In his remarks during last month’s Chinese New Year celebrations, Taiwan President Chen Shui-bian, suggested that given current circumstances, perhaps Taiwan’s moribund National Unification Council should be shut down. This toothless relic of a policy of wishful thinking is all but irrelevant in shaping events or policy in Taiwan or on the mainland. Nevertheless, Mr. Chen’s political opponents and their allies on the mainland seized the opportunity to suggest Mr. Chen was undermining the status quo with the People’s Republic of China (PRC), a dangerous move given the ever-present risk of confrontation between the two sides of the strait. In the United States, we call this “making a mountain out of a molehill.” His statement was not as dangerous as it was irrelevant. It was a thought, not a plan.
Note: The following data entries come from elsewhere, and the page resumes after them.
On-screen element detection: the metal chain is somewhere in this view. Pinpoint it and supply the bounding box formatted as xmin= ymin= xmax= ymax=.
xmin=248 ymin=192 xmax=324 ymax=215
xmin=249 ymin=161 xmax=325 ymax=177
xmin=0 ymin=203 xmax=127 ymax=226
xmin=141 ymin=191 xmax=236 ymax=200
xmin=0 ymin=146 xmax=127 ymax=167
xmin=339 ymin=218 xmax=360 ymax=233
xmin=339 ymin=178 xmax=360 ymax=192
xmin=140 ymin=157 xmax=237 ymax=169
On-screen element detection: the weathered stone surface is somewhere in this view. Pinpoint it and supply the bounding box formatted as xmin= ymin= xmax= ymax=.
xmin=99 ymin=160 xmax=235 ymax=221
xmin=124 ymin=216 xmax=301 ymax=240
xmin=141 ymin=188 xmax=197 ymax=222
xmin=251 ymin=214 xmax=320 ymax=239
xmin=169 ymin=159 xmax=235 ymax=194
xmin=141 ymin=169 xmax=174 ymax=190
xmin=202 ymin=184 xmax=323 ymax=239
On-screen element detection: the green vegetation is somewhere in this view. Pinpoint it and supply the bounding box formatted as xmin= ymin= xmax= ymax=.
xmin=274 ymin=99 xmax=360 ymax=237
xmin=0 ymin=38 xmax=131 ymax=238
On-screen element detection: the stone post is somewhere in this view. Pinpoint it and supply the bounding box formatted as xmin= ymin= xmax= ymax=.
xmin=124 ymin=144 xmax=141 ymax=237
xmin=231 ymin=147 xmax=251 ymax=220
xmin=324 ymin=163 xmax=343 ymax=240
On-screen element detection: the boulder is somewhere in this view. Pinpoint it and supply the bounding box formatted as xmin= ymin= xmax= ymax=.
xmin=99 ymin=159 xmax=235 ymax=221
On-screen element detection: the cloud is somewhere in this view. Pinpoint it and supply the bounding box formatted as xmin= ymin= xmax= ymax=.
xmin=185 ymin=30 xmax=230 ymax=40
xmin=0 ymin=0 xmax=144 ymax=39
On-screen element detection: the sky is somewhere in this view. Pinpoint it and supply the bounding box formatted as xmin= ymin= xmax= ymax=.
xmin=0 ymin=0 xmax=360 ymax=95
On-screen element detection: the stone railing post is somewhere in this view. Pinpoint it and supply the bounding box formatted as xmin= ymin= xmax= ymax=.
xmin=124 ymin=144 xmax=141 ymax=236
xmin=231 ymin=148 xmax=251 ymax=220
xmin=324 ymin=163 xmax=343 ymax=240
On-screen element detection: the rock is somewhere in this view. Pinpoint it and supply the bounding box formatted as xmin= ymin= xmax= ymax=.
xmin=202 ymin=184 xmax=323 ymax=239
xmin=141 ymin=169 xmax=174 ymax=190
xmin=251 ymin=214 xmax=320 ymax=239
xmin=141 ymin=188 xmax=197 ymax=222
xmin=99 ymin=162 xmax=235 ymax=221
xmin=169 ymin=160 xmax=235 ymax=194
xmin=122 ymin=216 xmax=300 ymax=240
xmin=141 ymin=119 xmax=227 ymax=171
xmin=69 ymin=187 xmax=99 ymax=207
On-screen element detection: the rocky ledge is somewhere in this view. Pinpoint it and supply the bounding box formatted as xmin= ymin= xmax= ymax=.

Hell yes, guys. What I’ve been saying all along. The US waaaaay overreacted to Chen’s remarks, and made a bigger problem than there really was. They end with a clarion call:

In the context of Taiwan’s vibrant democracy, one could say that Mr. Chen’s actions have been quite diplomatic. And far from a rebuke, our government should both acknowledge this, and — given China’s enduring threat — show the kind of support that our democratic ally deserves. For a country in which people are not allowed to google “sensitive” words such as freedom or democracy, China has never appealed to the hearts and souls of the Taiwanese people. The Taiwanese people should have the final words on their own future. In his State of the Union speech, President Bush said the United States is committed to an historic, long-term goal — we seek the end of tyranny in our world. When Chinese President Hu Jintao comes to Washington in April, we will applaud President Bush for his continued efforts to speak about the democratic values embedded in this country.

Why are the Republicans so out in front of the Dems on this? And why are they so supportive of democracy abroad and so contemptuous of it at home? One hardly knows whether to call and thank them, or call and rip them a new one for helping Bush gut the United States.